BMC Public Health > Ausgabe 1/2015
Le Cai, Wenlong Cui, Dingyun You, Jianhui He, Keying Zhao
Wichtige Hinweise

Competing interests

The authors declare that they have no conflicts of interest.

Authors’ contributions

Cai Le carried out the study and drafted and revised the manuscript. Cui Wenlong and You Dingyun participated in the design of the study and data collection. He Jianhui and Zhao Keying collected the data. All authors read and approved the final manuscript.



This study examines how nicotine dependence is distributed across socioeconomic gradients in rural Yunnan province, which has the most ethnic minorities in one province in southwest China.

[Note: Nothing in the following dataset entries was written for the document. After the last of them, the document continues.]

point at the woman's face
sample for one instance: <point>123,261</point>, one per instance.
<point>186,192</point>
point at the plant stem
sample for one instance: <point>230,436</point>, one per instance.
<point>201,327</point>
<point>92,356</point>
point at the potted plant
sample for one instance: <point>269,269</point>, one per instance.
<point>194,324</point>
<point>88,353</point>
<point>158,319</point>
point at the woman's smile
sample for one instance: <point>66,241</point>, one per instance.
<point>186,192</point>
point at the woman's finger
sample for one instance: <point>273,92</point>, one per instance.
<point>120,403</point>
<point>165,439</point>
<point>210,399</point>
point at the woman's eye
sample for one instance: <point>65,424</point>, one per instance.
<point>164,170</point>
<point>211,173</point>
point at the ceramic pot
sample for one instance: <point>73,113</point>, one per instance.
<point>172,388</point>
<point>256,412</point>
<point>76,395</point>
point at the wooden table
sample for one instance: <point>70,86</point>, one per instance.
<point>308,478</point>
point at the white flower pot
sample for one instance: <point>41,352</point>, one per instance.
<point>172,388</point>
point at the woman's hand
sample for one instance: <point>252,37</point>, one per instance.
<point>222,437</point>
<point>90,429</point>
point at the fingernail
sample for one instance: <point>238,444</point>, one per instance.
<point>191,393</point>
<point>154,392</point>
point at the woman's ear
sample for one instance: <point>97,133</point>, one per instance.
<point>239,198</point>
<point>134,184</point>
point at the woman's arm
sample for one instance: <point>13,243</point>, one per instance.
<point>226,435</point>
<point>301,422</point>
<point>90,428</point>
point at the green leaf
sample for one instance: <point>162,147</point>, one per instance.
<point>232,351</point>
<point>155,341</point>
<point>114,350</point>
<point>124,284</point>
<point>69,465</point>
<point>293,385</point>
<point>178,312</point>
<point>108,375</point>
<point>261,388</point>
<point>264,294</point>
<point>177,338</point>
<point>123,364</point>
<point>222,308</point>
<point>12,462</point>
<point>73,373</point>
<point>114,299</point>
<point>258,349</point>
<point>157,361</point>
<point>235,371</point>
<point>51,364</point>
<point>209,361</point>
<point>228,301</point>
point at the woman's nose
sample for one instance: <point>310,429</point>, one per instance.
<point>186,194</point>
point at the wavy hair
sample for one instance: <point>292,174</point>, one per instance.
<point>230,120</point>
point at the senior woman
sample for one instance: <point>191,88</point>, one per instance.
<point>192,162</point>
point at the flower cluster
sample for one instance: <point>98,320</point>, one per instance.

A cross-sectional survey was conducted in four rural areas of Yunnan province among 17,158 consenting individuals aged ≥18 years in 2011. Information on demographic characteristics and smoking habits was obtained using a standard questionnaire. The Fagerstrom Test for Nicotine Dependence (FTND) was applied to assess nicotine dependence. Multilevel logistic regression was used to model the variation in prevalence of nicotine dependence.


In the study population, the overall prevalence of current smokers and nicotine dependence was 32.4 % and 31.6 %, respectively. Females were much less likely to have nicotine addiction than males: odds ratio (OR) of 0.01 (95 % CI: 0.008 – 0.012). Higher annual household income was associated with a greater risk of nicotine dependence (OR 1.09, 95 % CI: 1.01 – 1.17). Adults who grew tobacco were more likely to have nicotine addiction (OR 1.22, 95 % CI 1.07 – 1.41). Individual educational level was inversely associated with the probability of nicotine dependence (OR 0.63, 95 % CI 0.55 – 0.72), lower community educational level was also associated with an increased risk of nicotine dependence (OR 0.94, 95 % CI 0.92 – 0.98).


Nicotine dependence showed significant variations across different indicators of both contextual and individual socioeconomic status in rural southwest China. Future interventions on tobacco cessation should give increased attention to men, tobacco farmers, less educated or poorer persons, and lower educational level communities.